2004-01-15 00:39:36

by Jun Sun

[permalink] [raw]
Subject: [BUG] 2.6.1/MIPS - missing cache flushing when user program returns pages to kernel


I have been chasing a nasty memory corruption bug on my MIPS box with
2.6.1 kernel. In the end it appears the following sequence has
happened:

1. userland gets a page and writes some stuff to it, which dirties
data cache. In my case, it is actually doing a sys_read() into
that page. See my kgdb trace attached in the end.

2. userland returns this page to kernel *without* any cache flushing,
i.e., the dcache is still dirty.

3. kernel calls kmalloc() to get a block from this page.
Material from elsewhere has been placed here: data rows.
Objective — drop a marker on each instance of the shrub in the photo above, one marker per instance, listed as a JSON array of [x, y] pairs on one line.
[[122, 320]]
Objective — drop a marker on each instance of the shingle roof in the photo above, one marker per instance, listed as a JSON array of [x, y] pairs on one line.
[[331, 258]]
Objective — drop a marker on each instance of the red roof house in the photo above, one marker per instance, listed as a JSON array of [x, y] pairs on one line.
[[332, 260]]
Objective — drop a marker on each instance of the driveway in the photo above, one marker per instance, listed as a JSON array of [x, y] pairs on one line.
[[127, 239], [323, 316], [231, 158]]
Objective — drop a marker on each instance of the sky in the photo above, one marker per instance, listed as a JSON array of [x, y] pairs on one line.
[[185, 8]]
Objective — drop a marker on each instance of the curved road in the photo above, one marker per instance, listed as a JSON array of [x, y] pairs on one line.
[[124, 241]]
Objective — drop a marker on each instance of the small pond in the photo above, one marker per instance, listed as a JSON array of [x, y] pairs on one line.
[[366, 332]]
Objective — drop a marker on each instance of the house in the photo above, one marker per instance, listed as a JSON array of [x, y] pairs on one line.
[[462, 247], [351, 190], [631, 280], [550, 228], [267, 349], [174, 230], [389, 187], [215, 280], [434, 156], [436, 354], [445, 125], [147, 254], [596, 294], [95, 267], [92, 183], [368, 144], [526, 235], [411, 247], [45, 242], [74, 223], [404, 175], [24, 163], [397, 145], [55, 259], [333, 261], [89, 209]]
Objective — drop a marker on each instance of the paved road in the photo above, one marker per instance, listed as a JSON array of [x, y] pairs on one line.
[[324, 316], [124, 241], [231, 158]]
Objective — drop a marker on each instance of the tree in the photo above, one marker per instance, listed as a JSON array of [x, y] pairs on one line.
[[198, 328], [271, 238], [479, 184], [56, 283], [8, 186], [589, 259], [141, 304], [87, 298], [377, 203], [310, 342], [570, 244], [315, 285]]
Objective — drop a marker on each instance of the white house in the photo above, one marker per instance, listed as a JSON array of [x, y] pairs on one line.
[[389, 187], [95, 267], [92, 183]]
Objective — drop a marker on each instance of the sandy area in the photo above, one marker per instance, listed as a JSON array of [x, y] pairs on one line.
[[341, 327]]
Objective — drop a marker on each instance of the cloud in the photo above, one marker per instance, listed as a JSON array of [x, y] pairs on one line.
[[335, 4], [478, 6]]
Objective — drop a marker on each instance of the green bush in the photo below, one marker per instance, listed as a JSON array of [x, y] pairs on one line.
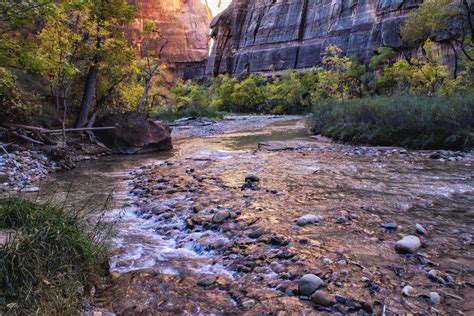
[[52, 256], [420, 122], [169, 115]]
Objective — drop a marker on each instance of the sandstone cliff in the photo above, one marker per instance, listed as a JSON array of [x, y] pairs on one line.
[[182, 33], [256, 35]]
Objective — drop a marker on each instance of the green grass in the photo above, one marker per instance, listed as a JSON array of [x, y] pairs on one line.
[[171, 115], [47, 267], [419, 122]]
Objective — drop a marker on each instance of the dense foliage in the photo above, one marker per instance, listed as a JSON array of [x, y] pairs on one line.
[[413, 121], [45, 265], [338, 78], [67, 62], [78, 57]]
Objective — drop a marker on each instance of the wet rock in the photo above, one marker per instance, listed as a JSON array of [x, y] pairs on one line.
[[367, 307], [341, 299], [308, 284], [278, 241], [432, 274], [321, 299], [134, 134], [408, 290], [408, 245], [390, 226], [207, 280], [252, 178], [308, 219], [256, 233], [435, 298], [30, 189], [421, 230], [221, 216], [248, 303], [251, 182]]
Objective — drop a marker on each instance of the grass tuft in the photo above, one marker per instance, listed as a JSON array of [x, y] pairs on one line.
[[419, 122], [46, 267]]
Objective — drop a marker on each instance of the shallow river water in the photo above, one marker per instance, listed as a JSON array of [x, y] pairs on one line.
[[188, 239]]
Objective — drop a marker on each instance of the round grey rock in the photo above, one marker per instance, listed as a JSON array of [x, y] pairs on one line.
[[308, 284], [408, 245], [421, 230], [319, 298], [308, 219]]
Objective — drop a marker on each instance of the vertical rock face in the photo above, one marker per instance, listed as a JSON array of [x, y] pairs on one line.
[[258, 35], [182, 30]]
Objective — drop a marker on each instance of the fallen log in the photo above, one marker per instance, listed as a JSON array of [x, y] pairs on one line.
[[26, 138], [52, 131], [85, 129]]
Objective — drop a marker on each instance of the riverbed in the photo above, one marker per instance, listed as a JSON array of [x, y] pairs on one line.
[[189, 238]]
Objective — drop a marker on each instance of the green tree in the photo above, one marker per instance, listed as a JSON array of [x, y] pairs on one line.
[[435, 16], [107, 19]]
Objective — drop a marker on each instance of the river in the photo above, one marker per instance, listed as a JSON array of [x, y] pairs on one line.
[[170, 254]]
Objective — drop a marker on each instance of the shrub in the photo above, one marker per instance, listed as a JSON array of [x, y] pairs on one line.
[[44, 268], [413, 121]]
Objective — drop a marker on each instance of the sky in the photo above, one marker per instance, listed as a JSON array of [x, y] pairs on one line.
[[213, 4]]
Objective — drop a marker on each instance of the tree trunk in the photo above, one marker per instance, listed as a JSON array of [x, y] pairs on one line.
[[88, 96]]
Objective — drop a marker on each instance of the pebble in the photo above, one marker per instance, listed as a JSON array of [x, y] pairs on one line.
[[408, 290], [252, 178], [390, 226], [435, 298], [408, 245], [247, 304], [432, 274], [308, 284], [220, 216], [207, 280], [308, 219], [421, 230], [322, 299], [256, 233]]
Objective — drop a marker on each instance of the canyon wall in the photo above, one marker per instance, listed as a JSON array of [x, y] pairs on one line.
[[260, 35], [181, 37]]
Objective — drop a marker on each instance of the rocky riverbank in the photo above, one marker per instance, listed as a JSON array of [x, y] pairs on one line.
[[318, 227], [23, 168]]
4. the dirty dcache is written back to physical memory some time later,
corrupting the kernel data.

It seems to me the problem is that we should do a cache flush
for all the pages returned to kernel during step 2.

I attached a hack which solves my problem but I am not sure if it is
most appropriate. It looks like the affected user region (start, end)
can span over multiple vma areas. If so, the fix will only flush the first
area.

Also, it is hard to find an appropriate place to do the flushing
The new 2.6 mm is a confusing maze to me. I hope someone more
knowledgable can come up with a more decent fix for this problem.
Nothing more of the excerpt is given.